Fast Evaluation of Unbiased Atomic Forces in ab initio Variational Monte Carlo via the Lagrangian Technique

Abstract

Ab initio quantum Monte Carlo (QMC) methods are state-of-the-art electronic structure calculations based on highly parallelizable stochastic frameworks for accurate solutions of the many-body Schr\"odinger equation, suitable for modern many-core supercomputer architectures. Despite its potential, one of the major drawbacks that still hinders QMC applications, especially when targeting dynamical properties of large systems or extensive datasets, is the lack of an affordable method to compute atomic forces that are consistent with the corresponding potential energy surfaces (PESs), also known as unbiased atomic forces.

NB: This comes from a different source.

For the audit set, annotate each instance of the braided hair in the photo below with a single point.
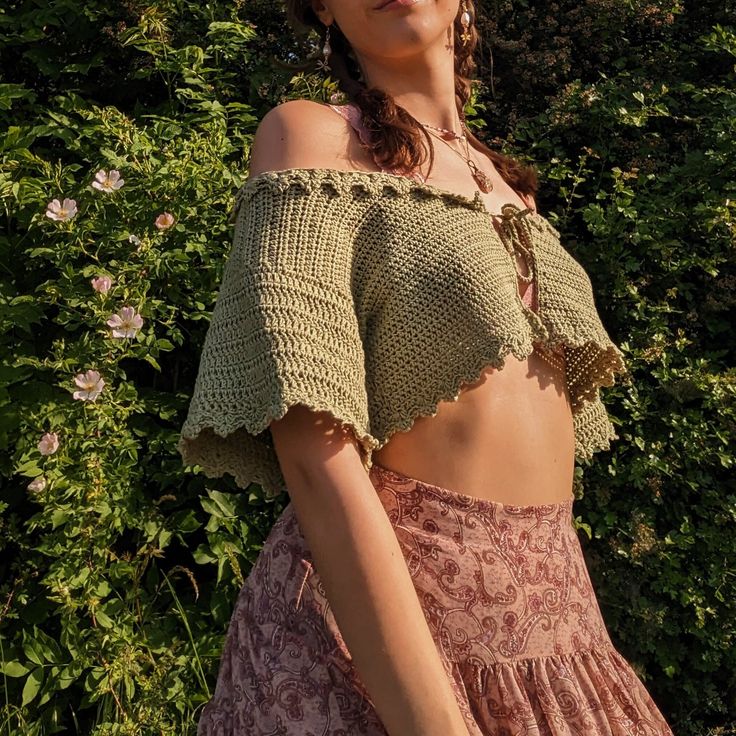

Recently, one of the authors in the present paper proposed a way to obtain unbiased forces with the Jastrow-correlated Slater determinant ansatz, where the determinant part is frozen to the values obtained by a mean-field method, such as Density Functional Theory. However, the proposed method has a significant drawback for its applications: for a system with N nuclei, one requires 6N additional DFT calculations to get unbiased forces. This paper presents a way to replace the 6N DFT calculations with a single coupled-perturbed Kohn-Sham calculation, following the so-called Lagrangian technique established in quantum chemistry. We also demonstrate that the developed unbiased VMC force calculation improves not only the consistency with PESs, but also its accuracy, by investigating three molecules from the rMD17 benchmark set, and comparing the unbiased VMC forces with those obtained by CCSD(T) calculations. We found that the bare VMC forces are biased from the CCSD(T) ones, while the unbiased ones give values closer to those of the CCSD(T) ones. Our benchmark test also reveals that the unbiased VMC forces yield very consistent values with hybrid and meta GGAs, but do not necessarily yield values that are very close to those of CCSD(T).